Germany accused of flouting recycling laws
GERMANY: A leading “green” group has accused Germany of failing to implement European fridge recycling standards, resulting in the release of millions of tonnes of CFCs.
Deutsche Umwelthilfe (DUH) claims that nearly 3,000,000 refrigerators are improperly disposed of in Germany every year, with more than half of them still containing harmful refrigerants.
According to the DUH, the German cooling system recycling laws are among the worst in Europe. This, it says, is due to outdated and ineffective German waste disposal regulations that allow the recycling companies scope for illegal practices. It has called on federal environment minister Barbara Hendricks to end what is calls “intolerable conditions” and adopt the much more advanced European disposal standard EN50574.
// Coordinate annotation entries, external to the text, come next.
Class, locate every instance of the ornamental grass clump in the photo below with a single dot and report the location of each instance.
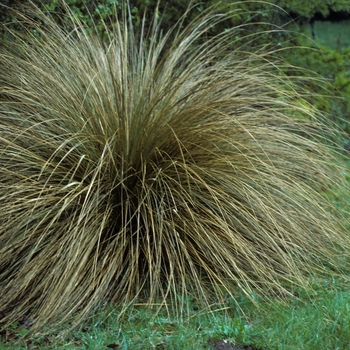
(155, 167)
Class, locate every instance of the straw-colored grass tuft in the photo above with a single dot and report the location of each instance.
(154, 167)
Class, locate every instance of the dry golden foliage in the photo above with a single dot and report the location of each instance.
(164, 165)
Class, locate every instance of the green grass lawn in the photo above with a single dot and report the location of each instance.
(318, 320)
(321, 321)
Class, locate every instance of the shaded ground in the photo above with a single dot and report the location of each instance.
(225, 345)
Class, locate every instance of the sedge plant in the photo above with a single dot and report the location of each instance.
(146, 167)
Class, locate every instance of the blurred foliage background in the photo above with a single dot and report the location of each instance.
(313, 34)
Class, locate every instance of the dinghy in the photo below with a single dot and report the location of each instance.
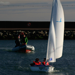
(55, 38)
(23, 48)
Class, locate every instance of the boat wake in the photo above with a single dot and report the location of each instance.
(6, 49)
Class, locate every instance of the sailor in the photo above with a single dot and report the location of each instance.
(24, 40)
(44, 62)
(36, 62)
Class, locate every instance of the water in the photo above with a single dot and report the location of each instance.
(12, 63)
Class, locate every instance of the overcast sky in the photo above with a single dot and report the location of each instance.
(33, 10)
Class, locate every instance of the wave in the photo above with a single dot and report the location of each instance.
(4, 3)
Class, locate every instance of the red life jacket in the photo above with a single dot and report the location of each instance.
(37, 63)
(44, 63)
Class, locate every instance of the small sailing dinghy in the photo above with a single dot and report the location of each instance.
(55, 38)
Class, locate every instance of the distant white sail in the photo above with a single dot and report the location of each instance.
(51, 47)
(59, 27)
(56, 32)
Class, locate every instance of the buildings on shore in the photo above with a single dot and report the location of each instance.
(33, 30)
The DUH claims that only 63% of refrigerants in refrigerators are destroyed during disposal. It contrasts this with recycling plants in France, the Netherlands, Switzerland and Austria where 90% or more of greenhouse gases are recovered from old refrigerators.
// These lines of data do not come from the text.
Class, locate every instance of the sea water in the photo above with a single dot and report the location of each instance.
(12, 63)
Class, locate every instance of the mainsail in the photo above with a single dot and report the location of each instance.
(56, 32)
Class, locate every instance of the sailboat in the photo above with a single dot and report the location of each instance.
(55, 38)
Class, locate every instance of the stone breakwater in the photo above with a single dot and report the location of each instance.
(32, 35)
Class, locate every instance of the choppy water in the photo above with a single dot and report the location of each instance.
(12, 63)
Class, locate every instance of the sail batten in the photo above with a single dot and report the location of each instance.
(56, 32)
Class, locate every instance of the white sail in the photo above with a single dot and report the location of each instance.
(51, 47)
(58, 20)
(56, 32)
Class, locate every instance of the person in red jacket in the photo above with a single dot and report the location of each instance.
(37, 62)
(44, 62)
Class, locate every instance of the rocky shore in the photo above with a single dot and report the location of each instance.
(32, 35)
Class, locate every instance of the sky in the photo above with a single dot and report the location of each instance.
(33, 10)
The DUH insists that recyclers should be forced to prove how much refrigerant is recovered from the refrigerators number of refrigerators they handle. “Only then can the authorities judge whether a disposer is cheating or not,” the DUH says.
This is not the first time the DUH has highlighted the problem. As long ago as 2007, the German environmental group was calling the German waste policy “totally inadequate”. In 2014 the DUH called for stricter controls and new legal standard after describing refrigerator recycling in the country as “flawed” with many German states having no facilities for disposal of refrigeration equipment.